Opinion
6 Div. 536.
June 7, 1917. Rehearing Denied December 24, 1917.
Appeal from Circuit Court, Jefferson County; J. E. Blackwood, Judge.
Tillman, Bradley Morrow and John S. Stone, of Birmingham, for appellant. Frank S. White Sons, of Birmingham, for appellee.
The majority of the court hold that the judgment should be affirmed. We are of the opinion that the tank wagon was properly classed for shipment as a part or appendage of the traction engine. If the tank wagon had been shipped separately, and not as a part of the traction engine, then the rate thereon would have been "double first class" and not "sixth class." The evidence shows that the tank wagon was a necessary part of the traction engine, if used in the country, where no water tanks or standpipes are available for purpose of furnishing water to the engine. The mere fact that it was not actually attached to the engine during its course of shipment, as it would be when both were used together, nor the fact that each could be used without the other, does not, in our judgment, furnish sufficient basis for making a separate classification for each.

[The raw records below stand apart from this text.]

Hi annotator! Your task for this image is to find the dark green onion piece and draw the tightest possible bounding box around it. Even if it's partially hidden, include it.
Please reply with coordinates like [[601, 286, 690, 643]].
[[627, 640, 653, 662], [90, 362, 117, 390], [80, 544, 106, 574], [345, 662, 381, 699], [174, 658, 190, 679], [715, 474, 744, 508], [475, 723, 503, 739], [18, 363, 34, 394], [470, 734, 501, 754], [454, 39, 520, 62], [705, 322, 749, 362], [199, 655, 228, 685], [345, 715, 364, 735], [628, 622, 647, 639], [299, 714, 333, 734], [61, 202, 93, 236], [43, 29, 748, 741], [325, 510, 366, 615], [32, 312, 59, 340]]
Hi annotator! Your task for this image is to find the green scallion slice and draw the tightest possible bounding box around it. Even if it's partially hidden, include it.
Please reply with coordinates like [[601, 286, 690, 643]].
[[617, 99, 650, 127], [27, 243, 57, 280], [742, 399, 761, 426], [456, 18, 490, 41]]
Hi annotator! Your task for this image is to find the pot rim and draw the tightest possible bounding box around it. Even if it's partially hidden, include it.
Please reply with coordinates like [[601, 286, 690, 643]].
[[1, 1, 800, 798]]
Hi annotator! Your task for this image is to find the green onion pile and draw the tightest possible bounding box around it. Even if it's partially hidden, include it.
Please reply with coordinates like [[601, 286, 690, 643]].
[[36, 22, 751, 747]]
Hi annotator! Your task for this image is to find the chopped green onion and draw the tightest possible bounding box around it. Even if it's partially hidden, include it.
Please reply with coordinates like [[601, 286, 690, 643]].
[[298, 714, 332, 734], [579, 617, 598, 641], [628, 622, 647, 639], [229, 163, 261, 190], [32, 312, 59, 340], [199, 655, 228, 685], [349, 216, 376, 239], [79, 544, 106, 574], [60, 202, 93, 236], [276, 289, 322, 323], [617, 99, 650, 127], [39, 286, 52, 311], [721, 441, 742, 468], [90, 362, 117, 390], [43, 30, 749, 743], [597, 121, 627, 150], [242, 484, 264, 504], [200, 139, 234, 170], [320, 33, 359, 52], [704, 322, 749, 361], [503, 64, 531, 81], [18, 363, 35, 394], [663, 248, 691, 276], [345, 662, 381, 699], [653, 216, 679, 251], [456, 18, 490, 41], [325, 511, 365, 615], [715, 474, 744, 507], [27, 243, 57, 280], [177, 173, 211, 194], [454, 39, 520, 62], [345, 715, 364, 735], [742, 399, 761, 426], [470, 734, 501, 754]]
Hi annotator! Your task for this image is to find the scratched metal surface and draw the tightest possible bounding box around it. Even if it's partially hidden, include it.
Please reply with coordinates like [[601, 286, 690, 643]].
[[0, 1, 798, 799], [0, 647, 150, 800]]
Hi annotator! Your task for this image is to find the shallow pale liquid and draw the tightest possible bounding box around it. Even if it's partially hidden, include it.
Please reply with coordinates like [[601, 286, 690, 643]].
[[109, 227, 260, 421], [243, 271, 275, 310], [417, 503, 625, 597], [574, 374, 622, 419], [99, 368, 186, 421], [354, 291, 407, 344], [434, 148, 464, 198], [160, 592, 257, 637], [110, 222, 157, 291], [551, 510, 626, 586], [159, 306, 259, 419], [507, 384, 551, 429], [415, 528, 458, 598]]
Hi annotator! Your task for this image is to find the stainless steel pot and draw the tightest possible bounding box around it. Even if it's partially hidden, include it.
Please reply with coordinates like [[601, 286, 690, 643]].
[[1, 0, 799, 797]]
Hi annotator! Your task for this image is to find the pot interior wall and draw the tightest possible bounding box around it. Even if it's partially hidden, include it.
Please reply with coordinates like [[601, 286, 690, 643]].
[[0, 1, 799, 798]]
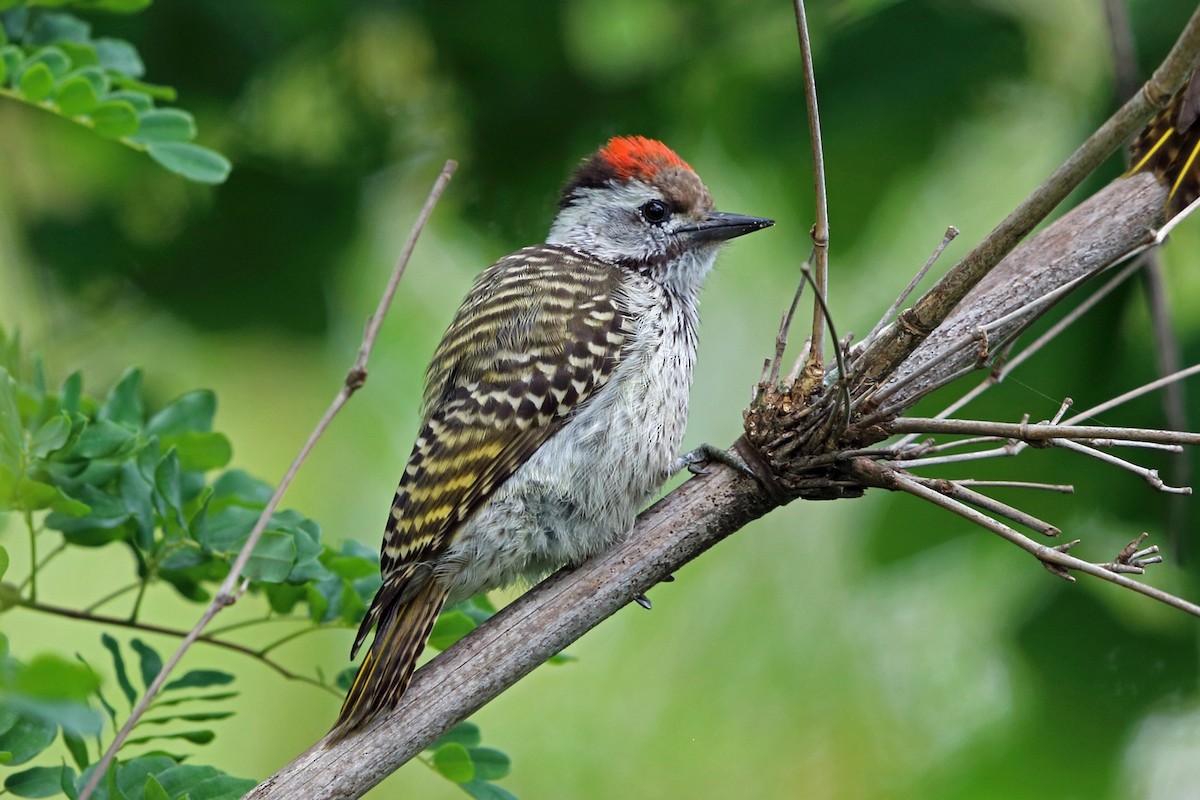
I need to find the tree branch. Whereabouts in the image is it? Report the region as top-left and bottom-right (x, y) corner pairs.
(247, 13), (1200, 799)
(245, 464), (776, 800)
(78, 161), (458, 800)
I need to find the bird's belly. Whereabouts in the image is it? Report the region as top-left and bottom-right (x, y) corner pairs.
(438, 343), (692, 602)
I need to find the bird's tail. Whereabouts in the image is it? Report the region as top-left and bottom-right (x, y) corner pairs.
(1129, 69), (1200, 218)
(330, 580), (449, 740)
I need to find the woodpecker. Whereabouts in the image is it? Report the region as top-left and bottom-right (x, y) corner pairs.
(1130, 69), (1200, 217)
(333, 136), (773, 736)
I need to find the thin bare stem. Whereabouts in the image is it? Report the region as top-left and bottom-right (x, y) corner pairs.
(890, 417), (1200, 446)
(77, 161), (457, 800)
(13, 598), (337, 694)
(792, 0), (829, 370)
(1050, 438), (1191, 494)
(1064, 363), (1200, 424)
(853, 6), (1200, 390)
(769, 264), (808, 386)
(955, 480), (1074, 493)
(864, 226), (959, 347)
(84, 582), (140, 614)
(850, 458), (1200, 617)
(905, 474), (1061, 536)
(800, 262), (850, 421)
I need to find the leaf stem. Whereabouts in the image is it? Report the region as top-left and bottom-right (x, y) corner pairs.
(12, 596), (338, 696)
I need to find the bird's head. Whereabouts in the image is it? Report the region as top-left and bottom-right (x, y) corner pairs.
(548, 136), (773, 292)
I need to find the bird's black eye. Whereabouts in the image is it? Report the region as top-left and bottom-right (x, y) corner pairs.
(640, 199), (670, 224)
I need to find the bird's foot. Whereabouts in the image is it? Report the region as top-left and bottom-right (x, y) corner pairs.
(673, 443), (756, 478)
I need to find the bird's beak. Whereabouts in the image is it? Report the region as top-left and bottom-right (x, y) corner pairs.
(678, 211), (774, 243)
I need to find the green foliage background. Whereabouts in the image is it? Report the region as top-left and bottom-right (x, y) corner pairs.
(3, 0), (1200, 797)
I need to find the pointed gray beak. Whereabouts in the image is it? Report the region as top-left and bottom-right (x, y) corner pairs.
(679, 211), (774, 243)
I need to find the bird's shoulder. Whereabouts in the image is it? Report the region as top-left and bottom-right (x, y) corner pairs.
(421, 244), (634, 419)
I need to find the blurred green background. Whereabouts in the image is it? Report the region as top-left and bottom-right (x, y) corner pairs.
(4, 0), (1200, 797)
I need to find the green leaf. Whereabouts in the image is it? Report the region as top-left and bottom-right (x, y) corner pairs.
(93, 37), (143, 77)
(0, 715), (55, 766)
(143, 774), (170, 800)
(430, 721), (481, 750)
(1, 46), (23, 86)
(462, 780), (519, 800)
(72, 418), (138, 458)
(432, 742), (474, 783)
(4, 764), (75, 798)
(141, 710), (233, 725)
(147, 390), (215, 435)
(109, 73), (175, 101)
(129, 639), (163, 692)
(162, 670), (234, 691)
(84, 0), (153, 12)
(15, 655), (99, 701)
(428, 610), (476, 652)
(160, 431), (231, 472)
(468, 747), (511, 781)
(242, 529), (297, 583)
(129, 108), (196, 144)
(210, 470), (272, 508)
(154, 448), (184, 530)
(27, 12), (89, 45)
(126, 728), (215, 746)
(0, 545), (7, 581)
(29, 412), (71, 458)
(151, 691), (238, 709)
(90, 99), (140, 138)
(23, 47), (70, 78)
(146, 143), (231, 185)
(55, 73), (101, 115)
(99, 368), (143, 426)
(338, 581), (366, 624)
(17, 61), (54, 101)
(14, 477), (89, 513)
(63, 728), (89, 769)
(57, 41), (99, 69)
(59, 372), (82, 415)
(101, 634), (138, 706)
(106, 89), (152, 111)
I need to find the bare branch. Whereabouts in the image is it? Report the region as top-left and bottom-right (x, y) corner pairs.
(12, 598), (336, 694)
(78, 161), (457, 800)
(848, 458), (1200, 616)
(889, 417), (1200, 446)
(792, 0), (829, 373)
(863, 226), (959, 348)
(854, 6), (1200, 391)
(1049, 438), (1192, 494)
(955, 480), (1074, 493)
(246, 463), (776, 800)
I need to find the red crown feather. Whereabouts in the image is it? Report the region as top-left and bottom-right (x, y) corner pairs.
(598, 136), (692, 181)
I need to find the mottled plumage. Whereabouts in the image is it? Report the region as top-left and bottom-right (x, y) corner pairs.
(334, 137), (772, 737)
(1129, 70), (1200, 217)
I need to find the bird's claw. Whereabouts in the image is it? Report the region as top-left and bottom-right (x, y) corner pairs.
(674, 443), (755, 479)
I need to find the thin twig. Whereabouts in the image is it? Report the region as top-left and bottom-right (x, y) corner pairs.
(800, 262), (851, 422)
(13, 598), (337, 694)
(906, 474), (1062, 536)
(769, 258), (809, 386)
(863, 226), (959, 347)
(1064, 363), (1200, 424)
(852, 6), (1200, 390)
(890, 417), (1200, 446)
(1050, 438), (1192, 494)
(850, 458), (1200, 616)
(955, 479), (1074, 493)
(77, 160), (457, 800)
(792, 0), (829, 372)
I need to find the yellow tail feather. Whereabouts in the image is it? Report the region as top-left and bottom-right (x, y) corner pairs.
(329, 581), (450, 740)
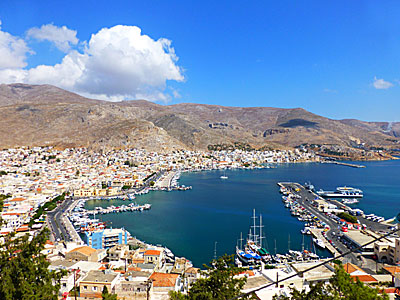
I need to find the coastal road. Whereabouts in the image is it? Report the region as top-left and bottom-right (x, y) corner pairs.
(281, 183), (359, 264)
(47, 197), (75, 242)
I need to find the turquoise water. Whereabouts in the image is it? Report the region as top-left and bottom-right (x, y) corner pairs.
(85, 160), (400, 267)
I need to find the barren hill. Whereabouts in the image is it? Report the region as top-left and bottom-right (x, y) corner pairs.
(0, 83), (399, 153)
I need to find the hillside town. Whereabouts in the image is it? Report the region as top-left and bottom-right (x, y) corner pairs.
(0, 146), (319, 299)
(0, 146), (399, 299)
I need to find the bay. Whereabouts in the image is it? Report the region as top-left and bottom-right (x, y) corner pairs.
(85, 159), (400, 267)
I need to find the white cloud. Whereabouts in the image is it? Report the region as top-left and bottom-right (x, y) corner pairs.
(0, 24), (184, 102)
(27, 24), (78, 52)
(373, 76), (393, 90)
(0, 24), (31, 69)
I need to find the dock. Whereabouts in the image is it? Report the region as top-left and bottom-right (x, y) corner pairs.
(86, 204), (151, 215)
(321, 161), (366, 168)
(309, 228), (341, 257)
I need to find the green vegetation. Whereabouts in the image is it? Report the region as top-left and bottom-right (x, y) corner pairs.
(0, 201), (65, 299)
(121, 185), (131, 190)
(102, 286), (117, 300)
(337, 212), (358, 224)
(169, 254), (252, 300)
(0, 228), (66, 300)
(273, 265), (389, 300)
(29, 193), (65, 227)
(149, 181), (155, 187)
(0, 170), (7, 176)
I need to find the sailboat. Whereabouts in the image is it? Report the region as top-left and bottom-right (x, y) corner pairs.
(220, 168), (228, 179)
(235, 209), (271, 266)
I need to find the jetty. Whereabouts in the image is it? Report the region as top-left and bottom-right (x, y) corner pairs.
(321, 161), (366, 168)
(86, 203), (151, 215)
(309, 228), (340, 257)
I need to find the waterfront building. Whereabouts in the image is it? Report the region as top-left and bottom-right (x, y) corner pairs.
(83, 228), (129, 250)
(374, 238), (400, 265)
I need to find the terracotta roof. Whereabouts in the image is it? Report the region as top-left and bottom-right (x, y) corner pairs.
(383, 266), (400, 275)
(144, 250), (161, 256)
(68, 246), (96, 256)
(343, 263), (364, 274)
(351, 274), (377, 283)
(149, 272), (179, 287)
(10, 198), (25, 202)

That all parties to the shipment considered the tank a part of the engine, and so treated it, is made to appear. While this would not control if the classification was clearly unlawful, yet if the classification be doubtful, we may look to the conduct and dealings of the parties to the shipment in determining the proper classification.
Affirmed.
ANDERSON, C. J., and McCLELLAN and THOMAS, JJ., concur. SAYRE, SOMERVILLE, and GARDNER, JJ., dissent.
I am of the opinion that the tank wagon and pole which formed a part of this shipment cannot be regarded as a part of the traction engine in such sense as to authorize the classification of the shipment under that of "traction engines."
The engine is complete in itself, and can be used without such an appendage, however convenient and desirable the latter may be for some of the uses to which the engine may be put. So, manifestly, the "tank wagon" is complete in itself, and can be used, and is designed to be used, separate and apart from the engine.
On the undisputed facts I am constrained to conclude that plaintiff is entitled to recover the sum claimed for freight charges under a proper classification of the shipment.
SAYRE and GARDNER, JJ., concur in this dissent.